Al igual que el indio que nace en la selva aprende a sobrevivir de lo que esa selva le ofrece, o el «cholo» de la montaña se adapta al frío, los que nos criamos en Bogotá crecimos en el convencimiento de que matar y morir, robar o ser robado, herir y que te hieran es la base de la existencia, e intentar escapar de ese círculo vicioso e infernal una absurda quimera.

Hubiera sido como intentar vivir en China sin entender el chino.

Comprendo que le resulte difícil asimilarlo, pero si desde que tiene uso de razón no hubiese oído hablar más que de robos, atracos, asesinatos, raptos y violaciones, esa violencia se hubiera convertido en algo tan natural para usted como el fútbol, el cine o los toros, y al alcanzar la mayoría de edad tal vez la hubiese aceptado como medio de vida, al igual que podría haberse convertido en torero o futbolista.

No le hable a un «gringo» de banderillear y estoquear a un animal, pero en Sevilla no creo que haya un solo niño que no sueñe con convertirse en «matador» famoso.

Cuestión de costumbres.

¿Diferencias entre un hombre y un toro...? Por lo que a mí se refiere, sale ganando el toro.

No es cinismo, no. Para ser cínico hay que ser más listo y más leído de lo que yo lo soy. Es que es así.

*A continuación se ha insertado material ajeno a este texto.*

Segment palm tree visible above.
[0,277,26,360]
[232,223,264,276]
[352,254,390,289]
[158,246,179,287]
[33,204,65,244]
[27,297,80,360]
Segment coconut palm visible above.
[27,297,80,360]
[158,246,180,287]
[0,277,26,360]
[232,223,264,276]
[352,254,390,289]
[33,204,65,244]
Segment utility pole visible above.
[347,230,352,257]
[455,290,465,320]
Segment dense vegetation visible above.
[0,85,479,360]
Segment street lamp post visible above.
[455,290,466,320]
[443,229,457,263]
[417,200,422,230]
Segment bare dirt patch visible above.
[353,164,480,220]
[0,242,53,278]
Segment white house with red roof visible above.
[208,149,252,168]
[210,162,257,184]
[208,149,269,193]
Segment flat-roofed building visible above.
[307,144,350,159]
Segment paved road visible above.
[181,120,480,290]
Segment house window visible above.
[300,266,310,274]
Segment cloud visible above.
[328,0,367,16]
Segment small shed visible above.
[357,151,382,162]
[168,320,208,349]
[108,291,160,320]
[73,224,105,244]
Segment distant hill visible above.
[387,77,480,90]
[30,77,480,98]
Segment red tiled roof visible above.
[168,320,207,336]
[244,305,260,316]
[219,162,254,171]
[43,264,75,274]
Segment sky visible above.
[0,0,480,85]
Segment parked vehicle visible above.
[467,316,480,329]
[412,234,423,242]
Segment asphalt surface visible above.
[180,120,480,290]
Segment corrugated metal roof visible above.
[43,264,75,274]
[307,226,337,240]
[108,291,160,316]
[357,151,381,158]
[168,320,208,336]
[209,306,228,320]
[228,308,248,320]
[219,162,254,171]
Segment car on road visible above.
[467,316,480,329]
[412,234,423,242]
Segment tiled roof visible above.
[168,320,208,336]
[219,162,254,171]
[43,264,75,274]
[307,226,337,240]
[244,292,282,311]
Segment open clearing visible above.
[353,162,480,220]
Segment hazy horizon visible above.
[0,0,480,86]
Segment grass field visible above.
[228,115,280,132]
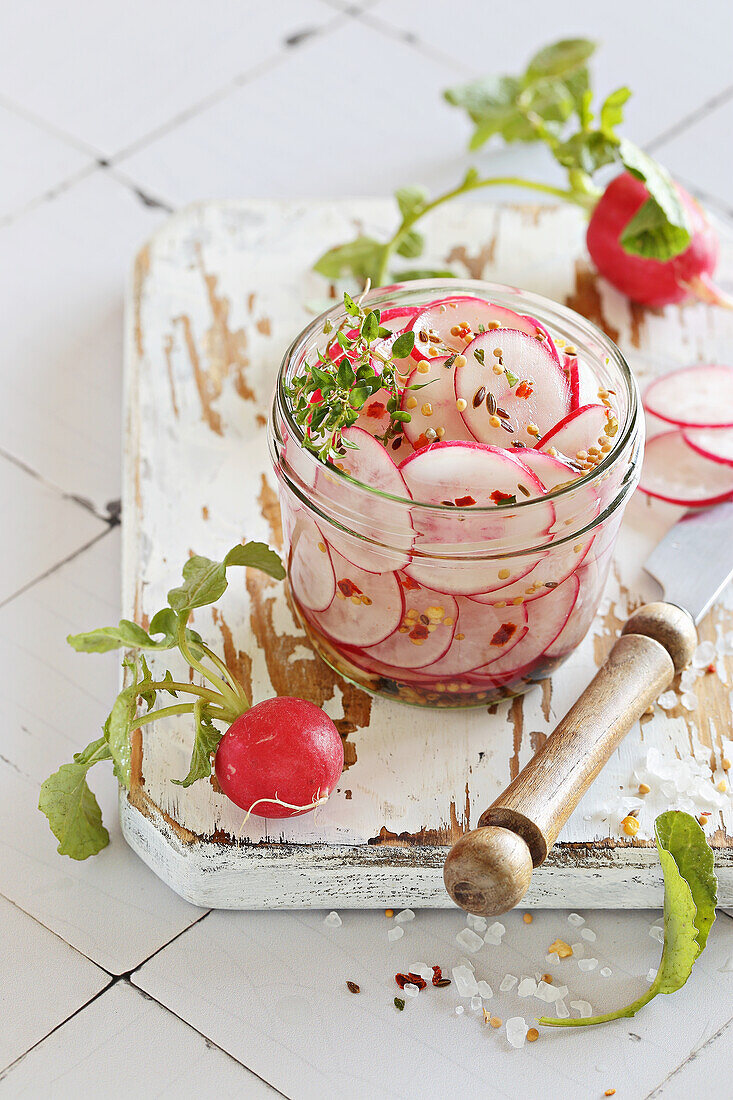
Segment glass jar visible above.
[269,279,644,707]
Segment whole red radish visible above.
[215,695,343,817]
[586,172,730,306]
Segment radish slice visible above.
[537,405,611,459]
[308,550,404,646]
[456,329,570,447]
[638,431,733,506]
[478,573,580,677]
[644,366,733,428]
[400,441,555,595]
[412,297,541,352]
[318,427,414,573]
[365,575,458,669]
[402,355,473,447]
[423,596,527,677]
[682,428,733,466]
[288,508,336,612]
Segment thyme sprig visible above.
[287,281,418,462]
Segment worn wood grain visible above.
[123,200,733,906]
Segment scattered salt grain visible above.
[657,691,677,711]
[516,978,537,997]
[692,641,715,669]
[506,1016,529,1051]
[466,913,486,935]
[456,928,483,954]
[451,966,479,997]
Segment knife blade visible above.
[644,501,733,626]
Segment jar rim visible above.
[271,279,641,517]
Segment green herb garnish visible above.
[39,542,285,859]
[539,810,718,1027]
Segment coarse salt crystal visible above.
[516,978,537,997]
[456,928,483,953]
[506,1016,529,1049]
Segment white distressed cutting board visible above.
[121,200,733,909]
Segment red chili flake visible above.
[491,623,516,646]
[407,623,430,640]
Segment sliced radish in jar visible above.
[682,428,733,466]
[412,297,545,354]
[402,355,473,448]
[456,329,570,448]
[423,596,527,678]
[365,575,458,669]
[638,431,733,507]
[318,427,414,573]
[288,508,336,612]
[530,405,619,459]
[400,441,555,595]
[307,550,404,646]
[478,573,580,677]
[644,366,733,428]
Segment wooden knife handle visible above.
[444,603,698,916]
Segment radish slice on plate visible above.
[318,427,414,573]
[423,596,527,678]
[288,508,336,612]
[308,549,404,646]
[638,431,733,507]
[456,329,570,447]
[477,573,580,677]
[402,355,473,447]
[400,441,555,595]
[537,405,611,459]
[682,428,733,466]
[412,297,545,354]
[365,575,458,669]
[644,365,733,428]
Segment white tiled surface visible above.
[5,0,733,1100]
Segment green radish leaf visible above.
[39,737,111,859]
[526,39,595,81]
[539,810,718,1027]
[619,139,690,261]
[396,229,425,260]
[171,702,222,787]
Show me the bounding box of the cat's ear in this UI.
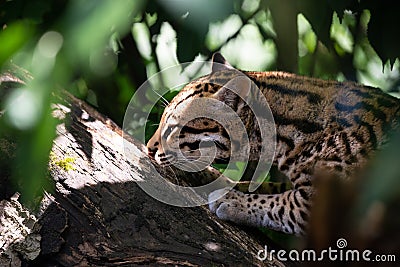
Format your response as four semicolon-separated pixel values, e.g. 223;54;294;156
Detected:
213;75;251;109
211;52;233;72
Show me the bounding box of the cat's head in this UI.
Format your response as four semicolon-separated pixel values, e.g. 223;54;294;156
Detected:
147;53;251;169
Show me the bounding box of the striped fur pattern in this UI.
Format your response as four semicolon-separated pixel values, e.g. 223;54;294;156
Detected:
147;54;400;234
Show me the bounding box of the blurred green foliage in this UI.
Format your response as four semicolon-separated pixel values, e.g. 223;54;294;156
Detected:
0;0;400;214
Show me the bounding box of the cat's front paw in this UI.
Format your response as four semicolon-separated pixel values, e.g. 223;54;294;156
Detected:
208;188;245;222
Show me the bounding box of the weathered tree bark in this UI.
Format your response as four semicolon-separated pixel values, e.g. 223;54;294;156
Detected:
0;87;287;266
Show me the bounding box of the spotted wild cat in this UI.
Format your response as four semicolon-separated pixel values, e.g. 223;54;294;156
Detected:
147;53;400;234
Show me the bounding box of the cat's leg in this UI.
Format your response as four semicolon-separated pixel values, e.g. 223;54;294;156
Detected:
209;177;313;235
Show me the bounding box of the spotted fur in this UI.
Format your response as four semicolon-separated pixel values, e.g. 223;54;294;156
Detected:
147;53;400;234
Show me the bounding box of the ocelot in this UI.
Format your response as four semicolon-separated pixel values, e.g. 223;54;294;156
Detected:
147;53;400;234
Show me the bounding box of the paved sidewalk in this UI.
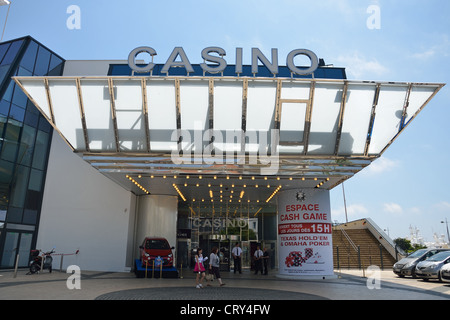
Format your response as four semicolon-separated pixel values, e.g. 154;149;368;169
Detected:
0;270;450;301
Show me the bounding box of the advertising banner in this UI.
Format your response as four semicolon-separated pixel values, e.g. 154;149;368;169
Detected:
278;189;334;276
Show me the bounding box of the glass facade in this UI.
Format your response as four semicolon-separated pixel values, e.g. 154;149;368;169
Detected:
0;37;64;268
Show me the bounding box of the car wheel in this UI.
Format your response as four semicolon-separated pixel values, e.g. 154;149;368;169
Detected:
30;263;41;273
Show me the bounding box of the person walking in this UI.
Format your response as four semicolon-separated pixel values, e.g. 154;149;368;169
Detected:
263;248;269;275
206;247;225;287
194;248;208;289
254;245;263;274
231;242;242;273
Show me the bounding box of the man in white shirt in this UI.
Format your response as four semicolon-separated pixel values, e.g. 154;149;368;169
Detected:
231;242;242;273
254;245;264;274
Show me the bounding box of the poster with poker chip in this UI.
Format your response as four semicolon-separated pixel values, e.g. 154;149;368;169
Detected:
278;189;334;276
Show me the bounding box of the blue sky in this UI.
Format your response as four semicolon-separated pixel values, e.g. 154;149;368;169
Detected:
0;0;450;241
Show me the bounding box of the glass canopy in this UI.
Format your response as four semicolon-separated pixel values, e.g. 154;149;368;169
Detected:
15;76;444;195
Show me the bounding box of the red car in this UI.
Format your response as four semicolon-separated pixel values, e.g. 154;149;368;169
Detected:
139;237;175;268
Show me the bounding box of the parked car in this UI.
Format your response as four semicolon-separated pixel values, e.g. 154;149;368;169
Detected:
139;237;175;268
416;250;450;281
441;263;450;282
393;249;449;278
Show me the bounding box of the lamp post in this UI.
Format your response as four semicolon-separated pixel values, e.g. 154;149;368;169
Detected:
441;218;450;245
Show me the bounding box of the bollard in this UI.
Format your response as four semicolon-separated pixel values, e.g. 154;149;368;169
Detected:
59;254;64;272
13;254;19;278
39;252;45;272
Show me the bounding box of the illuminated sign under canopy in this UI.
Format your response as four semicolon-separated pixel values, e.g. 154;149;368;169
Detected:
128;46;319;76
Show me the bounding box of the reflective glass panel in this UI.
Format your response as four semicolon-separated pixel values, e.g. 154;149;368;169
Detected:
34;47;51;76
2;40;23;64
10;166;30;208
20;41;38;72
33;130;49;170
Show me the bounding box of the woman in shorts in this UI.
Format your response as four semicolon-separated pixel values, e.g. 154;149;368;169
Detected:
207;247;225;287
194;248;208;289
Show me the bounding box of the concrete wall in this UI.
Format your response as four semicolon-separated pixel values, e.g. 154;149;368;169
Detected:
37;132;136;272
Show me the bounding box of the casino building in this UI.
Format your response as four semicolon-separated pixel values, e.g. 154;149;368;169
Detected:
0;37;444;276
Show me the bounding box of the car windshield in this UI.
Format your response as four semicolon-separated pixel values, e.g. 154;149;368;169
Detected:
408;249;427;258
427;251;450;261
145;239;170;250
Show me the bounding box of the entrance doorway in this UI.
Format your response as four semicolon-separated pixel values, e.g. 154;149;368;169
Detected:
177;202;277;271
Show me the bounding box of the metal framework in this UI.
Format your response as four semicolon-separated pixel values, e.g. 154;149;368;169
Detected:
14;76;444;192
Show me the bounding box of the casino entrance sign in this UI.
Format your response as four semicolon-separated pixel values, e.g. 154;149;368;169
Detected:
128;47;319;76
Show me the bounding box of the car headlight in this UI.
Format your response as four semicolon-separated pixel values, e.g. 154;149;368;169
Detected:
403;262;414;269
430;263;439;270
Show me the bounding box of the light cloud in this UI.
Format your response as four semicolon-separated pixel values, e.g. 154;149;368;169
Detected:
336;51;389;79
383;202;403;214
331;204;369;221
435;201;450;212
362;157;400;174
411;34;450;61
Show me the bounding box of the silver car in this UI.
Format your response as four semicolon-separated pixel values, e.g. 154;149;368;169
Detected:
416;251;450;281
393;249;449;278
441;263;450;282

Ramiro lo entendió, aunque muy a su pesar, y no hubo después un sólo día que no se lamentara, pero cuando llegó al fin el momento de plantearnos el futuro sin ningún tipo de engaños ni tapujos, llegamos a la conclusión de que de alguna forma debíamos oficializar nuestra curiosa situación.

Éramos como hermanos, o más aún que hermanos, ya se lo he dicho, y aunque de muy distintos gustos y ambiciones, ambos teníamos consciencia de que para salir del hoyo en el que el destino y nuestros padres nos habían metido, hacía falta no sólo mucha suerte, sino también esfuerzo y una buena planificación y disciplina.

Había miles o millones de personas a nuestro alrededor que pugnaban de igual modo por escapar del hambre y la miseria, y la única forma que encontramos de sacarles ventaja fue unir lo mejor de nuestras fuerzas.

Él sería la cabeza y yo el brazo armado, y por lo tanto, a partir de la muerte de don Matías José Bermejo, no volví a aceptar personalmente encargo alguno, y quien pretendía contratarme debía tratar con Ramiro, que era quien daba la cara y aceptaba «oficialmente» el riesgo del trabajo.

Más tarde planeábamos juntos la estrategia, y a la hora de la verdad era yo quien actuaba mientras que a esa misma hora él se encontraba siempre en la academia, con lo cual disfrutaba de una irrefutable coartada.

Y nunca fuimos ambiciosos.

Era un dinero fácil, eso es muy cierto, pero la misma facilidad con que se ganaba nos obligaba a ser muy cautos a la hora de gastarlo, por lo que en apariencia seguíamos siendo un par de muchachos que luchaban duramente por la «arepa» diaria, sin que jamás hiciéramos alarde de súbita riqueza.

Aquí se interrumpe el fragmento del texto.